Пути и вехи: русское литературоведение в двадцатом веке | страница 39
В этом лирическом индивидуализме особенность поэтического и критического видения Иннокентия Анненского. Два замечательных качества отличают его критическую прозу: одно — это необычайная деликатность критика, то уважение, с которым он пишет даже о тех художниках, чей дар относительно далёк от его сферы, второе — это его замечательный универсализм, совершенное отсутствие в его литературной чувствительности сколь-нибудь заметных признаков славяно- или русофильства. Может быть, причиной этому — классическое образование поэта, его профессиональная углублённость в мир греческой трагедии. Анненский — первый критик, который совершенно серьёзно и весьма последовательно ставит рассматриваемые им произведения современной русской литературы в один контекст с греческой трагедией. Вот как анализирует Анненский столь нашумевшую тогда пьесу М. Горького «На дне», которую критики почти единодушно приписывали к разряду социального реализма:
«Самое Дно Горького, как элемент трагедии, не представляет никакой новости. Это старинная судьба, та 81)Шрц8УГ|, которая когда-то вырвала глаза Эдипу и задушила Дездемону, — только теперь она оказывается довольно начитанной художницей du nouveau genre, и на её палитре мелькают не виданные дотоле краски вырождения, порочной наследственности и железных законов рынка»[8].

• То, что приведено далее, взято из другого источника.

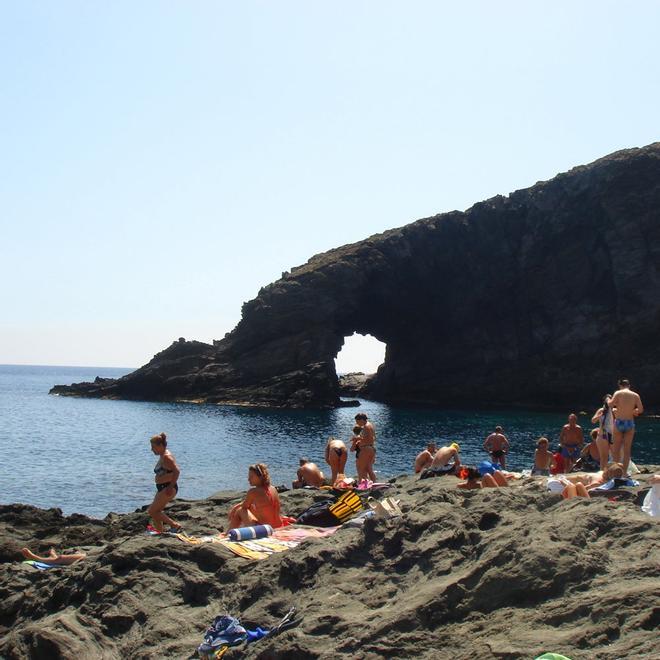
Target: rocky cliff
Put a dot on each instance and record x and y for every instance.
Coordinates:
(543, 297)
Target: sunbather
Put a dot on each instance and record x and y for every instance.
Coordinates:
(474, 479)
(425, 458)
(336, 457)
(446, 458)
(580, 483)
(262, 503)
(53, 559)
(309, 474)
(166, 475)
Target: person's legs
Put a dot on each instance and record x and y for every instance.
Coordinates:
(368, 455)
(342, 464)
(581, 490)
(617, 445)
(603, 452)
(54, 558)
(333, 462)
(361, 464)
(155, 511)
(627, 449)
(499, 478)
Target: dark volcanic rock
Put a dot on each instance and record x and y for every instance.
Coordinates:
(355, 384)
(541, 297)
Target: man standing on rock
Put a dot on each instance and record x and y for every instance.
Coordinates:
(497, 445)
(571, 440)
(425, 458)
(626, 405)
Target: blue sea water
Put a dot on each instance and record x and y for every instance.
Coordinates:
(92, 456)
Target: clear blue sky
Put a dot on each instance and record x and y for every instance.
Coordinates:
(161, 161)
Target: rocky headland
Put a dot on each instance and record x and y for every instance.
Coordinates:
(542, 297)
(497, 573)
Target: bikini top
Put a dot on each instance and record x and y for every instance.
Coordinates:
(159, 470)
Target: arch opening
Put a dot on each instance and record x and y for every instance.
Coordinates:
(360, 353)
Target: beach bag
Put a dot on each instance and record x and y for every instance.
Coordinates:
(327, 514)
(318, 515)
(248, 533)
(386, 508)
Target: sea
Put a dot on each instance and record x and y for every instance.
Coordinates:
(92, 456)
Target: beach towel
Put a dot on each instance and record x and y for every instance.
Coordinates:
(246, 533)
(346, 506)
(617, 483)
(39, 565)
(387, 508)
(258, 548)
(331, 514)
(651, 504)
(302, 532)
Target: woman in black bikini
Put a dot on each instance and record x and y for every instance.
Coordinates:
(166, 477)
(336, 456)
(365, 447)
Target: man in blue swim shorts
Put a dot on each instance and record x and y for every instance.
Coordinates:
(626, 405)
(571, 440)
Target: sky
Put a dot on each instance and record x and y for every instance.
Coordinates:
(161, 161)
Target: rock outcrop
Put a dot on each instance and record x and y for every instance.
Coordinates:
(510, 573)
(543, 297)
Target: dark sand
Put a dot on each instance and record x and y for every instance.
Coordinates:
(506, 573)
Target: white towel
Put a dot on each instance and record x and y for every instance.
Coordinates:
(651, 503)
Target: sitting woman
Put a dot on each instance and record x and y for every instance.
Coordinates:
(474, 479)
(53, 559)
(261, 505)
(589, 460)
(580, 484)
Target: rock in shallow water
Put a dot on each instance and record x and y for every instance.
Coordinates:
(544, 297)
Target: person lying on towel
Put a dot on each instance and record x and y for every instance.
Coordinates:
(53, 558)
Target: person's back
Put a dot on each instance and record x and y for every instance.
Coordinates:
(265, 504)
(627, 403)
(425, 457)
(311, 475)
(444, 455)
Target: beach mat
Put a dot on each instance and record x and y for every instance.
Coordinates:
(258, 548)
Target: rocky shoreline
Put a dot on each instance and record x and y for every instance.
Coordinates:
(510, 572)
(542, 287)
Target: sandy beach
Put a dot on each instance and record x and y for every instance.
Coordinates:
(497, 573)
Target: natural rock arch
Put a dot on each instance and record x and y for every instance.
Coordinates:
(541, 297)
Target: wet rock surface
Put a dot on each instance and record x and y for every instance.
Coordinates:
(510, 572)
(543, 297)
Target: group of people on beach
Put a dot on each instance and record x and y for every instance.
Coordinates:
(261, 505)
(610, 440)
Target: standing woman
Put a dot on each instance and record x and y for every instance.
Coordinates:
(367, 448)
(335, 457)
(166, 476)
(605, 420)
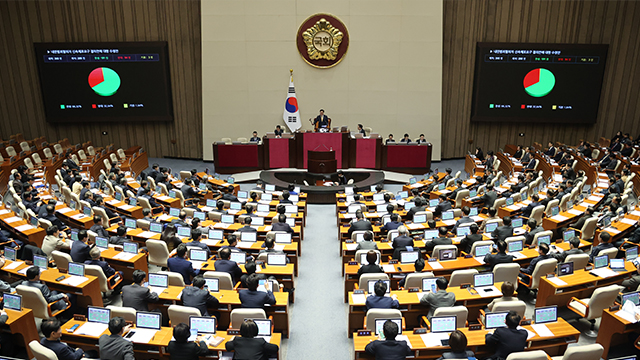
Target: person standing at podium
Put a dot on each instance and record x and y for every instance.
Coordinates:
(322, 120)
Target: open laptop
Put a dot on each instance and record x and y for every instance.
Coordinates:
(495, 320)
(158, 282)
(409, 257)
(545, 315)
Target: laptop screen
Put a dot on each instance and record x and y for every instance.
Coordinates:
(148, 320)
(516, 246)
(409, 257)
(485, 279)
(248, 236)
(198, 255)
(429, 284)
(546, 314)
(130, 247)
(601, 261)
(13, 302)
(238, 257)
(276, 259)
(202, 324)
(98, 314)
(380, 325)
(212, 284)
(371, 286)
(495, 320)
(76, 269)
(158, 280)
(283, 238)
(443, 323)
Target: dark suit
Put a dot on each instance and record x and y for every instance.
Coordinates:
(182, 266)
(63, 351)
(80, 251)
(507, 341)
(256, 299)
(381, 302)
(359, 225)
(187, 351)
(200, 299)
(137, 297)
(229, 267)
(251, 348)
(388, 349)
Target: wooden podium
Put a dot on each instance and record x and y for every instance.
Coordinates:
(322, 162)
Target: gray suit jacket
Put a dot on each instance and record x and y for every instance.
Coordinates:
(442, 298)
(114, 347)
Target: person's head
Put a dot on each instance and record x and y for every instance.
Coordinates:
(51, 329)
(138, 276)
(116, 325)
(458, 341)
(442, 231)
(252, 281)
(543, 249)
(249, 329)
(372, 256)
(199, 282)
(181, 333)
(380, 288)
(442, 283)
(507, 289)
(181, 250)
(513, 319)
(33, 273)
(225, 254)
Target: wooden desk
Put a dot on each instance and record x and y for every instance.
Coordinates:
(88, 292)
(23, 324)
(476, 342)
(580, 284)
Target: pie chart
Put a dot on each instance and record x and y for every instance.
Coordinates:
(539, 82)
(104, 81)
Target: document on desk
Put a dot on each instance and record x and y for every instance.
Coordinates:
(74, 280)
(359, 299)
(13, 265)
(434, 339)
(405, 338)
(92, 329)
(542, 330)
(556, 280)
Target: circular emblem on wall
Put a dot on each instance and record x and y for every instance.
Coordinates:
(322, 40)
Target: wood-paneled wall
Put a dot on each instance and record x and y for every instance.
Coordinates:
(24, 22)
(466, 22)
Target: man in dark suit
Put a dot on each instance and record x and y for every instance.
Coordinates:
(489, 196)
(401, 242)
(114, 346)
(282, 225)
(441, 298)
(254, 298)
(389, 348)
(508, 340)
(467, 242)
(500, 258)
(51, 340)
(504, 231)
(360, 224)
(80, 249)
(379, 301)
(135, 295)
(228, 266)
(440, 240)
(199, 297)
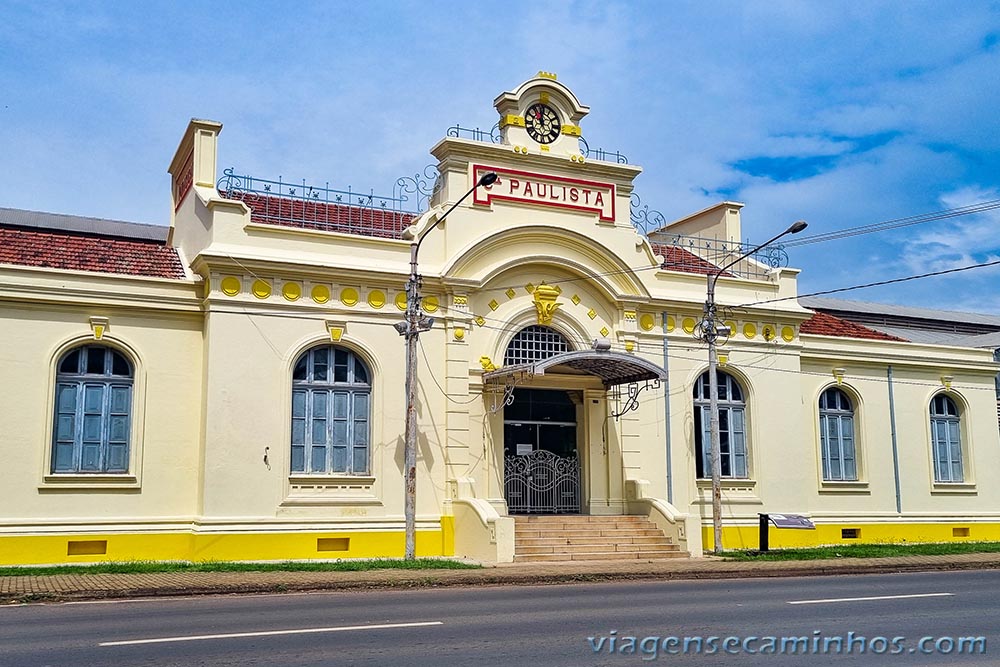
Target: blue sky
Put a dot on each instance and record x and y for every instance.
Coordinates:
(839, 113)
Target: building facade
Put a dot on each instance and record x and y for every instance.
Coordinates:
(232, 387)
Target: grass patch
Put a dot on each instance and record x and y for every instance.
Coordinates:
(867, 551)
(144, 567)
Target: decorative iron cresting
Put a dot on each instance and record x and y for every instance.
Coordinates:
(542, 483)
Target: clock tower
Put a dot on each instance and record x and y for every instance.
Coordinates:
(541, 116)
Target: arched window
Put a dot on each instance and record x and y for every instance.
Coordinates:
(732, 427)
(836, 435)
(946, 440)
(331, 397)
(534, 343)
(93, 411)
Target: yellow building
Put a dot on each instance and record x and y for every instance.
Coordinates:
(232, 387)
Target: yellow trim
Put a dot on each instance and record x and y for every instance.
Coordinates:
(747, 537)
(299, 545)
(320, 293)
(512, 119)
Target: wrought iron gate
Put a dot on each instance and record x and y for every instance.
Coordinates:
(542, 483)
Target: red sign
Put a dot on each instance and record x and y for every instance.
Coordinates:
(544, 190)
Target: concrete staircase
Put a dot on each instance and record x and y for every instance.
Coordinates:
(565, 537)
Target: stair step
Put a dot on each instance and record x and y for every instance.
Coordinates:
(595, 533)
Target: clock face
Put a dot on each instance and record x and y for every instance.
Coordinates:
(542, 123)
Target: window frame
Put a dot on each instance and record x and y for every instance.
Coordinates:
(825, 414)
(729, 409)
(959, 443)
(49, 480)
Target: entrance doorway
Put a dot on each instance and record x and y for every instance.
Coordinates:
(541, 463)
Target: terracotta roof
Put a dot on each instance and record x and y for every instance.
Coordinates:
(62, 250)
(822, 324)
(309, 214)
(678, 259)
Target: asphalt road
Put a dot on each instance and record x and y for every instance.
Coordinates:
(530, 626)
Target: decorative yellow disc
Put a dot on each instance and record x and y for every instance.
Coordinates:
(291, 291)
(320, 293)
(349, 296)
(376, 298)
(230, 286)
(261, 289)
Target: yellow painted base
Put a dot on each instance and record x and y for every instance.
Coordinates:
(103, 547)
(747, 537)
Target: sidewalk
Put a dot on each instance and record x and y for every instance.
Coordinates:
(103, 586)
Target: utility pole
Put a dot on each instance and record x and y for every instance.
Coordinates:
(710, 332)
(411, 328)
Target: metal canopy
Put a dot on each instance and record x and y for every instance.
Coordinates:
(614, 368)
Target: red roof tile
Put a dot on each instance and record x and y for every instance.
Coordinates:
(59, 250)
(309, 214)
(678, 259)
(822, 324)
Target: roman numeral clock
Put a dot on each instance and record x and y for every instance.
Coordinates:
(541, 116)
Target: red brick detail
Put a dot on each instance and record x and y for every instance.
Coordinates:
(678, 259)
(822, 324)
(184, 181)
(58, 250)
(310, 214)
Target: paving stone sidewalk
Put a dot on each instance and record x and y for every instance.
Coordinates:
(23, 589)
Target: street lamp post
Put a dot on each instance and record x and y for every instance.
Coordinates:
(711, 331)
(414, 325)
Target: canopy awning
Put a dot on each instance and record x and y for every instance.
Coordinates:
(613, 368)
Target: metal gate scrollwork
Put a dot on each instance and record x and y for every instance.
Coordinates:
(542, 483)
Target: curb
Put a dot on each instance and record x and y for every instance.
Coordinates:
(489, 577)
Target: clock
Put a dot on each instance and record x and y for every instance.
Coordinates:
(542, 123)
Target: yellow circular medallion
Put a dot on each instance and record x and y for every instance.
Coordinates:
(230, 286)
(320, 293)
(349, 296)
(376, 298)
(291, 291)
(261, 289)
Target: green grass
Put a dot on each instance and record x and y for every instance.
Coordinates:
(867, 551)
(143, 567)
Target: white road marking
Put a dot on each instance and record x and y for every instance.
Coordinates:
(874, 597)
(269, 633)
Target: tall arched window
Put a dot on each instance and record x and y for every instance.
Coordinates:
(732, 427)
(946, 440)
(836, 435)
(534, 343)
(331, 397)
(93, 411)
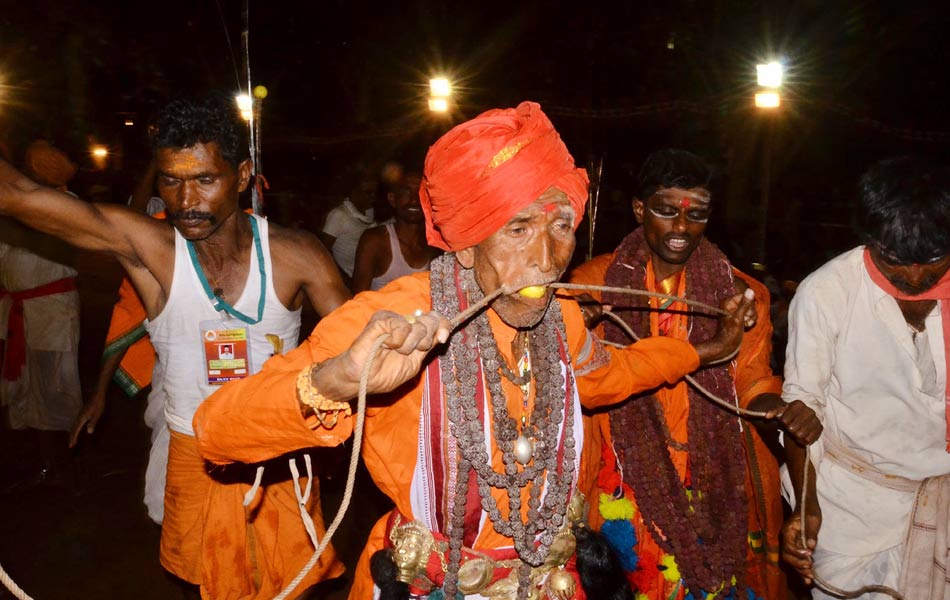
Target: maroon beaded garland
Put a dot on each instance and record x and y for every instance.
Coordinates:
(473, 353)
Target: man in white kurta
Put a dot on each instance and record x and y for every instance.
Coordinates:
(875, 373)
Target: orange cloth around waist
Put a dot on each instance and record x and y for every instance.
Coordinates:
(14, 355)
(238, 553)
(186, 493)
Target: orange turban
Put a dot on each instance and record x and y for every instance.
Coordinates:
(49, 165)
(484, 171)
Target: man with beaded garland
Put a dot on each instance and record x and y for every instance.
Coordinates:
(477, 443)
(686, 495)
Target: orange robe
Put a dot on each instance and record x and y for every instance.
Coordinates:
(259, 417)
(753, 376)
(127, 333)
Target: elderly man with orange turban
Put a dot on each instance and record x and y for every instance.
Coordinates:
(475, 434)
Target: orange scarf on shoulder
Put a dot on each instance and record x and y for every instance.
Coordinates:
(939, 292)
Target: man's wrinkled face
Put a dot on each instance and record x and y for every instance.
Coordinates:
(674, 221)
(910, 278)
(199, 187)
(534, 247)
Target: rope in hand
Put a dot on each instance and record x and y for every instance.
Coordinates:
(12, 586)
(819, 582)
(455, 323)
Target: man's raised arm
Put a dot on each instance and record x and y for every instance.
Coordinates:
(96, 227)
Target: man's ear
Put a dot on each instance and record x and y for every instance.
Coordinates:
(466, 257)
(244, 174)
(638, 209)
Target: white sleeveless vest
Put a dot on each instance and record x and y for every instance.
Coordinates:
(176, 333)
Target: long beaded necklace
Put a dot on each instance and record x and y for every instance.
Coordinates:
(475, 354)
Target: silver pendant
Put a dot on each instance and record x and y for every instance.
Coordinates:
(523, 449)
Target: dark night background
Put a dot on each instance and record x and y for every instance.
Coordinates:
(347, 83)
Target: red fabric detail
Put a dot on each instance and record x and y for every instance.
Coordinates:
(484, 171)
(941, 292)
(14, 356)
(608, 478)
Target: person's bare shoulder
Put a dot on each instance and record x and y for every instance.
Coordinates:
(296, 249)
(374, 237)
(303, 265)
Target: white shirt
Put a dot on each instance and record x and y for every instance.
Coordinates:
(346, 223)
(852, 358)
(176, 332)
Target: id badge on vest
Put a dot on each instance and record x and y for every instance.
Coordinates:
(227, 350)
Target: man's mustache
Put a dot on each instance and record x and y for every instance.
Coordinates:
(190, 215)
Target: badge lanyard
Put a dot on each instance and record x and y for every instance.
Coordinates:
(220, 304)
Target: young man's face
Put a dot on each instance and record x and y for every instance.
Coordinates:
(911, 279)
(199, 187)
(533, 247)
(674, 221)
(405, 201)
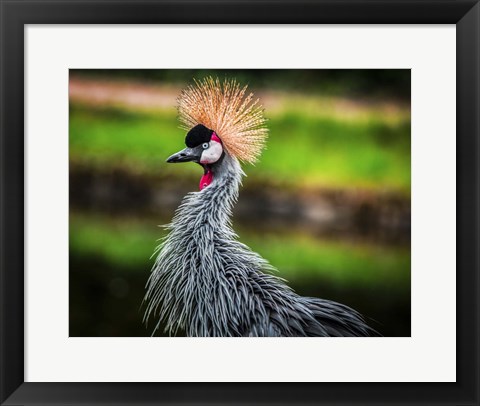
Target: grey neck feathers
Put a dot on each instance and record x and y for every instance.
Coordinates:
(189, 265)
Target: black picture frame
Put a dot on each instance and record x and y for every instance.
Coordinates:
(16, 14)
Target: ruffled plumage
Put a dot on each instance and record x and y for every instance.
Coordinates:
(226, 109)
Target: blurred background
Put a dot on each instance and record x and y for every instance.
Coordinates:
(328, 203)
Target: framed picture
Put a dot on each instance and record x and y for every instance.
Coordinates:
(367, 194)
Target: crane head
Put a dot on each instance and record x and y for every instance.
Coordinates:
(203, 147)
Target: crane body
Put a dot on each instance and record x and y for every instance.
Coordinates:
(206, 283)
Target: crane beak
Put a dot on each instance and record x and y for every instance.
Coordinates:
(186, 155)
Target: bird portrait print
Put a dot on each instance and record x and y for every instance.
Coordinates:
(205, 282)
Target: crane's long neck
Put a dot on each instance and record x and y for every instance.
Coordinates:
(212, 205)
(188, 265)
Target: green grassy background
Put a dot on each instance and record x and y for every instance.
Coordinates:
(313, 146)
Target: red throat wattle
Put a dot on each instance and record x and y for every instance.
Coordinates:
(206, 179)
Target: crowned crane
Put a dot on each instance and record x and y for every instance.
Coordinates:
(205, 282)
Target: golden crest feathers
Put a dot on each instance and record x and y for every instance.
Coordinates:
(225, 108)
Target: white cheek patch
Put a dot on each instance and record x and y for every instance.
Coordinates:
(212, 154)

Это — префигурация будущего анализа Достоевского М. М. Бахтиным sub specie сократовского диалога и мениппеи. Вообще, И. Ф. Анненский — предтеча «литературоцентрического» взгляда на литературу. В этом его современная актуальность, но в этом и корни его особого герметизма.
Вслед за Анненским надо взглянуть на другого видного классика символистской критики — Вячеслава Ивановича Иванова, выдающегося поэта, филолога и философа. Как и Анненский, Вячеслав Иванов пришёл в поэзию и критику из мира классической филологии. Однако, в отличие от Иннокентия Анненского, Вячеслав Иванов обретается в этой филологии не как современный, немного декадентский, в высшей степени чувствительный и нервный поэт, а как современная ипостась некоего древнего виршеслагателя. Впрочем, Анненский также пробовал свои силы — и весьма удачно — в сочинении пропавших еврипидовых трагедий, но это были серьезные опыты реконструкции древнего материала. Вячеслав Иванов писал на античный лад как должен был писать именно русский поэт, находившийся на определённом месте в цепи русской поэтической традиции. Вячеслав Иванов последовал примеру своего учителя — немецкого философа и классического филолога Фридриха Ницше. Он единолично решил объединить философские интуиции Ницше с религиозными исканиями Владимира Соловьёва, чьим учеником он себя неизменно полагал. В результате Иванов создал цельную картину духовных стремлений человечества, а вернее, Человека, поскольку реальное эмпирическое человечество виделось ему как отражение подлинного истинного явления — Человека. Эта картина, эта повесть становления единой души человека от того, что Вячеслав Иванов рассматривал как её архаическое первосостояние, через этапы восхождения и нисхождения к чаемому синтезу, в котором будет соединён величайший индивидуализм с его волей свободы, с соборностью, неизбежно приводящей индивидуальное к кенозису, выполнена, прежде всего, sub specie artes et poesis. В этом, помимо прочего, весьма красноречивое отличие учения Вячеслава Иванова от в чём-то созвучных ему теорий немецких психосимволистов Рудольфа Штейнера, Зигмунда Фрейда и Карла Густава Юнга. Для этих последних искусство и поэзия суть эпифеномены, внешние выражения каких-то реальных, скажем, субстантивных элементов человеческой психики. Для Вячеслава Иванова поэзия и искусство сами суть ипостаси Божества. Вячеслав Иванов был одним из наиболее ярких представителей того, что я назвал в начале этой работы «новой религиозностью», которую он последовательно, в духе своего мировоззрения, именовал мистикой.